What traffic patterns emerged over the last year? The following plot has again time (number of days the blog was live) on the x-axis. The y-axis represents the percentage of traffic that originated from one of the three categories, which are also colored.
pageViewsByMediumAndDay <- aggregate(pageviews ~ medium + nthDay, data = ga.pvs, FUN = sum)

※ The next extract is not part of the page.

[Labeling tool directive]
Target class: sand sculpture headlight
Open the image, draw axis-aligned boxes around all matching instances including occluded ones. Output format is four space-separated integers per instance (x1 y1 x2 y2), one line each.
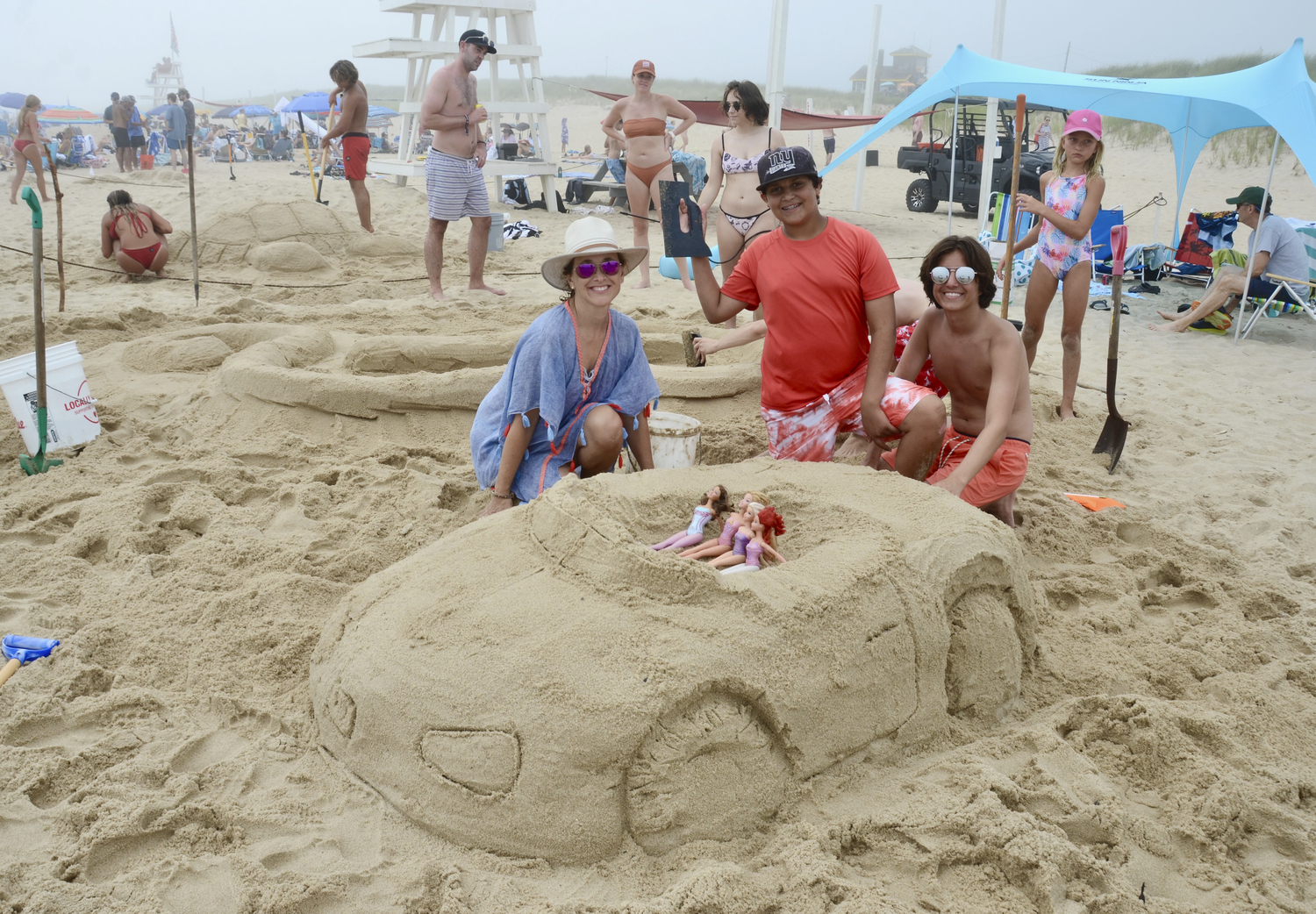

# Percentage of visits from Google, direct and through referrals over time
ggplot(pageViewsByMediumAndDay, aes(nthDay, weight = pageviews, fill = medium)) + geom_bar(position = "fill", binwidth = 7) + scale_y_continuous(labels = percent) +
xlab("nth day") + ylab("Percentage") + scale_fill_discrete("Traffic source\n(medium)", breaks = c("(none)", "organic", "referral"), labels = c("Direct",
"Search", "Referral"))
The majority of traffic is driven by referral, mostly from link-sharing sites like Reddit and Dzone but also Twitter. It is good to see how the proportion of search traffic is increasing over time. Apparently my pagerank is increasing, and more content also means more opportunities for Google to send traffic to my blog.
By looking at the absolute number of Google search traffic over time the trend is even clearer:
# Visits from Google in absolute numbers over time.
organicTraffic <- pageViewsByMediumAndDay[pageViewsByMediumAndDay$medium == "organic", ]
ggplot(organicTraffic, aes(nthDay, pageviews)) + geom_point() + geom_smooth(method = lm) + ylim(0, max(organicTraffic$pageviews))
That's all for now! Hopefully this will give you an idea of how to start playing around with Google Analytics data in R.